The Point
Review
Character and identity
A former Rockefeller great camp on a ten-acre peninsula jutting into Upper Saranac Lake, The Point recreates the gilded-age Adirondack tradition of rusticating in considerable comfort. There are no signs to find it, which is the point. Guestrooms across the log mansions are dressed in Adirondack twig furniture, stone fireplaces, antiques and elegant bathrooms stocked with Kiehl's. Chef Loic Leperlier runs a 24-hour kitchen and presides over communal dining in the great room, where black tie is worn twice weekly.
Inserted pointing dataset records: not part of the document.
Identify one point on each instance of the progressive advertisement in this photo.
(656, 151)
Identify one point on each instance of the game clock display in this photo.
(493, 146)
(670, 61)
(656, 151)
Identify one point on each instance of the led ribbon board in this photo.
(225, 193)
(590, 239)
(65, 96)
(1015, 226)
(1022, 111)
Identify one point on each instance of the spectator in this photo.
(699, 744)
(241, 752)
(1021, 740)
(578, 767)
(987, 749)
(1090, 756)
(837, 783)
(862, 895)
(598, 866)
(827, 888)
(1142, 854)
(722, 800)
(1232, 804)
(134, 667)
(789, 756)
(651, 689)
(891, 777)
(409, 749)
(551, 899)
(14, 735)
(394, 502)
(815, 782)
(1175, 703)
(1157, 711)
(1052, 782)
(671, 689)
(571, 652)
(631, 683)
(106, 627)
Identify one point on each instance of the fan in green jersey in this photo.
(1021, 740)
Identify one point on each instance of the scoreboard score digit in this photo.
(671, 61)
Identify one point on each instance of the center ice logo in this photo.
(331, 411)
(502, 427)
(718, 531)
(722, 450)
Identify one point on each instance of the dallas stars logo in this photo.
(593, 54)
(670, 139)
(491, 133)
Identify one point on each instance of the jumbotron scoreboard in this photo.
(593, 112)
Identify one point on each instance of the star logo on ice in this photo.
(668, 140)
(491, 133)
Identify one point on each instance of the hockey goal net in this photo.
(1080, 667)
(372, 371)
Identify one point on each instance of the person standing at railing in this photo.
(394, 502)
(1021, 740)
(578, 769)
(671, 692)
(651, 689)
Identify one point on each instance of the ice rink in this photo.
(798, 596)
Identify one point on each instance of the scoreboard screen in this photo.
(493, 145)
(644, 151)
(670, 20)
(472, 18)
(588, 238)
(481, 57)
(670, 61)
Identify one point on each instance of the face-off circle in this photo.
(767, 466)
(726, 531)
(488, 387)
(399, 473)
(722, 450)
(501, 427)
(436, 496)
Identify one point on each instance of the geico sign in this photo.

Service is warm and house-party gracious rather than formal: guests effectively have the run of the place.
Who's it for
Best for:
Couples and small groups of adults who want a digital detox in genuine wilderness, with the social theatre of a private estate: communal dinners, black-tie nights, a chef who will cook anything at any hour, and outdoor pursuits that swing from canoeing and hikes in summer to curling, ice skating and snowshoeing once the lake freezes.
Should look elsewhere:
Families travelling with children (the property is adults-only outside private buyouts), anyone who needs reliable cell service or in-room TV, and travellers who prefer anonymous, hotel-style service to communal dining and house-guest intimacy.
Bottom line
The defining feature is the format itself: a private great camp where staff treat you as a house guest, the kitchen never closes, and the lake and forest do the rest. Spend the money if the communal black-tie dinners and total disconnection appeal; hesitate if they don't. Winter stays, when the lake freezes, are arguably the most distinctive time to come.